If you had asked me anywhere between a year ago and two months ago what I thought about dating, I would have told you that it’s exhausting, frustrating, a little bit depressing, and completely anxiety-provoking. If you had asked me when I would be willing to consider opening my heart to someone new, I probably would have said ‘it’ll take at least a few years’. If you asked me when I would fully trust someone again, I probably would have said never. It’s interesting and quite amazing how your perspective of things (such as dating) can change over a period of time. In the past year I’ve bounced between feelings of extreme heartbreak and sadness over the loss of someone I loved and at the same time, the complete loss of my sense of self because of the person I loved; a willingness to date others (because I felt that I should), and a feeling of being content with how my life was progressing after said heartbreak. Not once in the past year did I feel hopeful that I would ever find someone who would TRULY make me happy again. I wasn’t sure if I was even capable of trusting someone enough to allow them to make me happy again. That sort of thinking was not only awful and pessimistic, but also not a true indication of who I was…and definitely not who I am now.

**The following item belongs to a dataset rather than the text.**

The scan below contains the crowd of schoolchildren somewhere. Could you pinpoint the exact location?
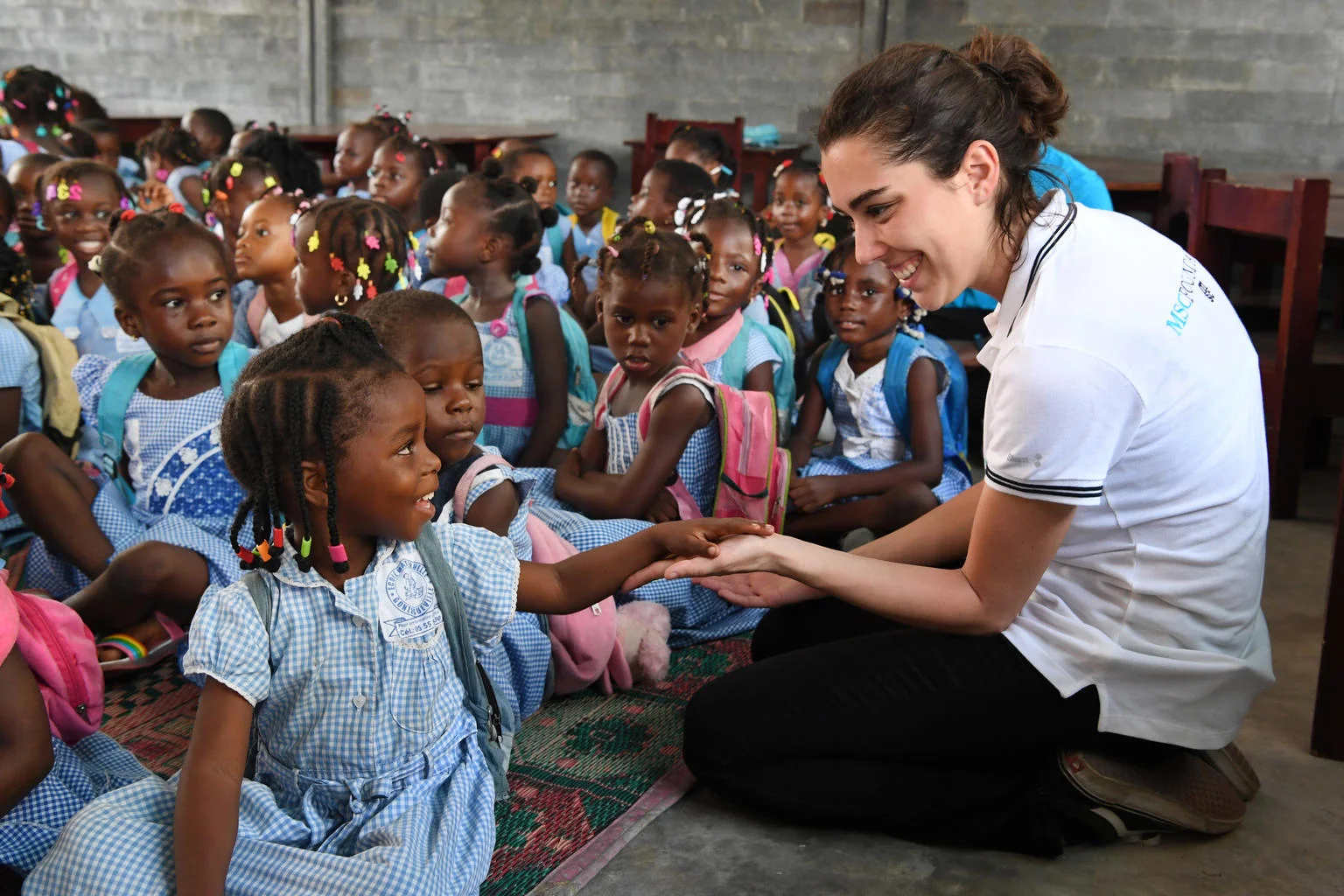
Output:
[0,66,989,893]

A little over seven weeks ago, coincidentally on New Years Eve, Kels and a few other friends approached me about a guy who was coming to our party. I had never met this guy before or even heard of him, but at the time, they all said (with great excitement) that ‘they couldn’t believe they hadn’t thought of this before’ and ‘how we would be perfect together’. I filed the information in the back of my mind like I always did when approached about anything remotely related to dating or relationships. It was New Years Eve and I was surrounded by my closest friends, two kegs, lots of vodka, and a vat (?) of sangria; my number one priority for the night was to have an amazing time and get 2013 off to a great start. Little did I know how right my friends were at the time…

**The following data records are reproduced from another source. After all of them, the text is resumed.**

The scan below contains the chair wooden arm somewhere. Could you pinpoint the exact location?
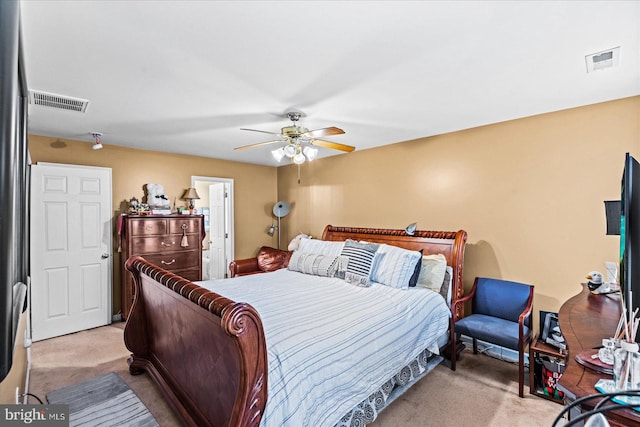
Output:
[451,279,478,313]
[229,258,262,277]
[518,286,534,347]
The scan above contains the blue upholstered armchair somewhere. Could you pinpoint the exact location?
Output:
[450,277,533,397]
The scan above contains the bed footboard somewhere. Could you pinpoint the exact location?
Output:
[124,257,267,427]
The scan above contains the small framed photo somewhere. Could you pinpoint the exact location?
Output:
[200,208,210,230]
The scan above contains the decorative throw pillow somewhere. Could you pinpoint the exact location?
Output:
[416,254,447,292]
[287,233,311,251]
[341,240,380,287]
[297,239,344,256]
[256,246,291,271]
[409,249,422,288]
[371,243,422,289]
[288,251,348,277]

After totally hitting it off and exchanging numbers, I started talking with this new guy almost every day. I wasn’t thrown off or frightened by the pace at all…in fact, new texts from him were welcomed with a smile and I could feel myself getting excited anytime I heard my phone ring. I suddenly realized I hadn’t felt that way in a long time and it was quite a refreshing change. I was finally starting to feel hopeful again.

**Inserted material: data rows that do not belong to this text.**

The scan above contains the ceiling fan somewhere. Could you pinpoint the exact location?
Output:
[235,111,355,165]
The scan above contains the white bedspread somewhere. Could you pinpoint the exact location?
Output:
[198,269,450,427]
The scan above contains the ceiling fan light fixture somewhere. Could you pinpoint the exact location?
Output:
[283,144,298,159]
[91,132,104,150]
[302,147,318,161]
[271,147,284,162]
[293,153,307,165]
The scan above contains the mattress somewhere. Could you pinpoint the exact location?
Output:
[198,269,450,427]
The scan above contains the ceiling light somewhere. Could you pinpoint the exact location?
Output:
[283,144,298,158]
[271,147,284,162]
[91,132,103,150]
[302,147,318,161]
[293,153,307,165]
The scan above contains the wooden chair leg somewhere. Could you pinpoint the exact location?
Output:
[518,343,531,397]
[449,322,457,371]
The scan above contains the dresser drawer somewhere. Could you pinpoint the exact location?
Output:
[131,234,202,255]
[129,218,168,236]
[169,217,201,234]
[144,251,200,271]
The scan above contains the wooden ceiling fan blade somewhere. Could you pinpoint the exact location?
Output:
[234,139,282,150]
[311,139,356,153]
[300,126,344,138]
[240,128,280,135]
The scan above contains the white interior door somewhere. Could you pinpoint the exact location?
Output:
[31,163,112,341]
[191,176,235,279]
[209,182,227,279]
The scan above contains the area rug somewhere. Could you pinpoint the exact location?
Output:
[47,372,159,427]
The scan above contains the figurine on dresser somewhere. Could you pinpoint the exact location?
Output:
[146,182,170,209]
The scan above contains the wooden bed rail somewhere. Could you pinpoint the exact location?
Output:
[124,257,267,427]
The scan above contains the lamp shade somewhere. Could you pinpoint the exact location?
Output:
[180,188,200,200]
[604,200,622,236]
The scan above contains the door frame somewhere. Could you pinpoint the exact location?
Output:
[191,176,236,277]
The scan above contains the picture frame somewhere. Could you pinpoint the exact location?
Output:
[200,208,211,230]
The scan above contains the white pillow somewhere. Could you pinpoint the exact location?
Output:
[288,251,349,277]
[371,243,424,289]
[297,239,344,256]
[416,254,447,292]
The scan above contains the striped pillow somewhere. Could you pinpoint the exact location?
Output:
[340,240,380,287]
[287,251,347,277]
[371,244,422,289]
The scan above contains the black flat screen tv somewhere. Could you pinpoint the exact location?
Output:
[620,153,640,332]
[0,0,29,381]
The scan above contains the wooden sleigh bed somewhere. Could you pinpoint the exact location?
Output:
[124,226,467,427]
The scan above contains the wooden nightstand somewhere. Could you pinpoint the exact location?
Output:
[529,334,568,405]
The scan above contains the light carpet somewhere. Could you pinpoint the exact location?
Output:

We saw each other a couple times over the next few weeks and got along as if we had known each other for years. I loved every moment that I spent with him and was always disappointed when we would have to return to our respective states. The more I learned about him, the more I wanted to know. I couldn’t get enough. The best part was, he felt the same way and I knew this because he TOLD ME. It’s hilarious how something so small as telling someone how you feel can really be a game changer. It almost seemed too good to be true after what I experienced during the last few years of my life. There never was confusion about how he felt and feels about me, and I him. There’s also no confusion about the fact that I want him to move to Boston so I can see him all the time.
Valentines Day came around and I was slightly anxious as my Valentine’s Day last year was quite memorable…in the worst way. Instead of receiving a romantic love note or even some gesture that someone was thinking of me, I received the news of ‘Dearest Ariel, I’ve found someone new. She’s a 30 year old physician, she’s wonderful, and you will never compare. Sorry!’ Oh and did I mention this happened during the first week of my dream job? But this year was so much different. I received a call at around 6:15am and was told to look under my mattress for something that was left for me the weekend before. Not only was his approach for delivering the card the most exciting and thoughtful approach I’ve ever seen, but inside was a hand-written poem. At that point, I felt like the luckiest girl in the world. I think it is safe to say that I put in my time and am now getting what and who I truly deserve.
It’s funny how life can catch you off-guard; sometimes in a bad way and sometimes in an amazing way. I have no idea what my future will bring and I have no expectations for how things will end up, but if you asked me now what I thought about dating, I would say that you have to kiss a lot of frogs once to find someone who is worth kissing again. If you asked me now when I would be willing to consider opening my heart to someone new, I would say that it’s already starting to happen. If you ask me now when I would fully trust someone again, I would probably say that it will still take a little while, but is definitely going to happen one day. I knew the time would come when I would look back on my horrific (understatement) past and smile at how it is no longer my present…and I think that day has arrived. I still carry the scars of what I’ve been through, but they make me appreciate the amazingly thoughtful, caring, and honest guys that enter my life THAT much more.